A lesson in all this: schoolwork minus distractions equals more time
It was lucky we were going to Europe by ship. It was the only way we could have carried the schoolwork. I was 14, going on 15, my brother was 17. I was due to sit the NSW School Certificate (the now vanished year 10 exam) that year and my brother, the Higher School Certificate. It says something about the times, or my family, that neither of my parents seemed to think it negligent to take their kids to live in a small village in Portugal in the year we both had major exams, so that my artist father could spend the time painting there.
It was not that my mother, who, let’s face it, was the one in charge, didn’t care about our education. She was convinced that living in such a place was going to be an education in itself, which it was; and two, she had tremendous faith in The Correspondence School, as it was called then, a distance education system. It mostly serviced kids in remote country areas.
I don’t know why she had such faith, having never had anything to do with this rather creaky branch of the Education Department, other than to pass its headquarters now and again, in William Street, Kings Cross. It was there for years. Later, I’d come to know teachers who had fled to it, a kind of convalescent home for some whose nerves had been shot by face-to-face contact in the classroom and who now grew pale at the sight of chalk. The usual business of teaching continued there, minus blackboards, brutish headmasters, or, most significantly, kids.

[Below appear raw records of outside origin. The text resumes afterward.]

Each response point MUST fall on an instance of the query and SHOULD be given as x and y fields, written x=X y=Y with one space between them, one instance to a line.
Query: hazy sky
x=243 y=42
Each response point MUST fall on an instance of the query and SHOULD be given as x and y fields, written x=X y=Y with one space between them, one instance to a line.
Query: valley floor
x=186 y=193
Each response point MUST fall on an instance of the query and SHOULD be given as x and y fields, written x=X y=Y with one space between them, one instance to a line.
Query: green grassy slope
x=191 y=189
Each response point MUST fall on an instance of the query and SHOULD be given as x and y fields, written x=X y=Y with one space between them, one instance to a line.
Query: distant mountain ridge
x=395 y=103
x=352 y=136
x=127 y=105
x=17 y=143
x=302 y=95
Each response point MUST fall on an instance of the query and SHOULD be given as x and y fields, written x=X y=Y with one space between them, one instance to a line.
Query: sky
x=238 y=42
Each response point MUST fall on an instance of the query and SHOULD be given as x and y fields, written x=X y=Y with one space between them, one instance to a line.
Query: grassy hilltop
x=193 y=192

So we sailed to Lisbon, lugging the boxloads of paperwork that was to be our schooling for the next 12 months. Could it have been the whole 12 months’ worth? I remember there was an awful lot, loads of crisp, white lessons that had the clean and daunting look of exam papers.
I’ve been remembering that year, now that coronavirus has suddenly turned thousands of parents into instant teacher's aides, whether they like it or not. I’m glad most have the advantage of computers and the internet, and lovely, dedicated real teachers doing their best from distant screens. We didn’t.

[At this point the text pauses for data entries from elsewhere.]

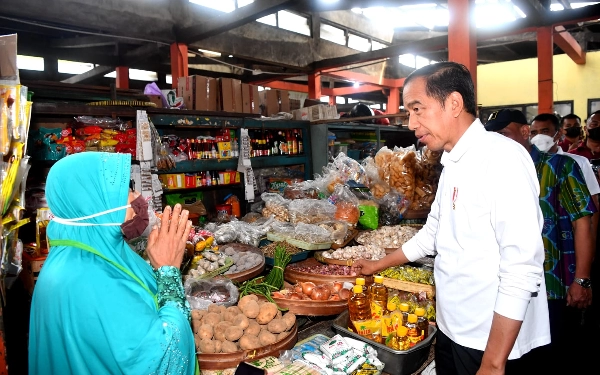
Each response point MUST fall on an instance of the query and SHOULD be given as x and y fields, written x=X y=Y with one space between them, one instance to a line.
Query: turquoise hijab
x=89 y=316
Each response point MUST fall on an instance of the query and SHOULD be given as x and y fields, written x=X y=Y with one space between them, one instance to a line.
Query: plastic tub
x=397 y=362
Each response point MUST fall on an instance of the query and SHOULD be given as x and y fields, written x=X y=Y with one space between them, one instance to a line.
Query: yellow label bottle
x=404 y=311
x=422 y=322
x=378 y=296
x=414 y=333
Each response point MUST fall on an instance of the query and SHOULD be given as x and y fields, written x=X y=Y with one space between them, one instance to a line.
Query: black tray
x=397 y=362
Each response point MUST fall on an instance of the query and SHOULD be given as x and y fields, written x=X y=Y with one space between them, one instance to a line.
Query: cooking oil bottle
x=414 y=333
x=422 y=322
x=378 y=296
x=358 y=305
x=404 y=310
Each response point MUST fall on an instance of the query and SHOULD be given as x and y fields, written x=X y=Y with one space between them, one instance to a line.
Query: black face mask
x=594 y=134
x=573 y=132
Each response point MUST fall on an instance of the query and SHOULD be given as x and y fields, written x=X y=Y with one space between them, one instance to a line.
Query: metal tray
x=397 y=362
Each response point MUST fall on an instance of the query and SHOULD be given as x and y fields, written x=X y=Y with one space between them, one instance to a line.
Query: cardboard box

My mother's maths was no better than mine.
We had my mother, and the postal system. Everything went back and forth to Australia by ship, three weeks there, three weeks back, at least. If, say, I was stumped by a maths problem, which was most days, or stuck on some thorny bit of French grammar, I had to send for help to some anonymous teacher and then wait weeks for the answer. By then, I’d forgotten the question.
My mother, our supervisor, would take on the look I’ve now seen plastered on the faces of the newbie lesson-supervising parents, class of 2020. It’s a mix of assurance (faked), desperation (real), and boredom (ongoing). My mother hadn’t done French at school and her maths was no better than mine. She didn’t have a calculator or Google Translate. It never occurred to me it might be a strain for her to have two teenagers with her all day, or to feel a failure as a teacher.
I did learn something about school, however, and maybe the ‘corona kids’ are realising it, too: School doesn’t actually take very long. Not when you don’t have all the usual distractions. My brother and I would get through all our lessons in the morning, which left the rest of the day to go to the beach, winding our way down through a cool forest of inky umbrella pines, or hang out at the local village, or drive somewhere scenic with our parents, where my father would sketch and the rest of us would idle. (Not options in the present circumstances, sadly.)
It made me realise most of the time at school was taken up with other things. Discipline, for example, took up a lot, as did waiting for the music teacher to stop crying. Assemblies, prize-givings, mass dressing-downs. Waiting in silence for someone to own up to the graffiti in the boys’ toilet. The great migrations of children from one classroom to another. The taking-off of uniforms and putting-on of sports gear. Lost shoes. The sick bay. Standing outside the principal’s office. Chatting with the teachers you liked about their real lives. Recess, lunchtime, swimming carnivals, playground dramas.
I came to see that school is as much about school life, socialisation, being corralled in a safe place, and giving your parents a break, as it is about declensions or calculus (neither of which I have ever needed). There will be kids for whom this break will come as a blessed relief from the schoolyard bully, or classroom humiliation. Others will miss school desperately, and so will their parents, silently praying for a pandemic breakthrough. Either way, they’ll all remember it.
There will be kids for whom this break will come as a blessed relief from the schoolyard bully, or classroom humiliation.
Towards the end of that year away, I sat the School Certificate and a Commonwealth scholarship exam, sent over in sealed envelopes. I was a lone candidate in a room overlooking an olive grove, supervised by an ex-pat who had signed up to be my invigilator and took her duties seriously. “Pen down!” she’d cry. I did well in both, despite not knowing what fin de siecle meant, in the art paper. See above.
Back home again, I went into Year 11. Teachers, classrooms, timetables, the schoolfriends I’d missed. Education returned to normal. And then, halfway through that year, my mother died.
After that, it wasn’t the lessons or my lost destiny with mathematics I would remember from that year of patchy schooling. It was the freedom and the time we had spent together; my mother’s encouragement, her attention, as we pored over the correspondence lessons, however inadequately.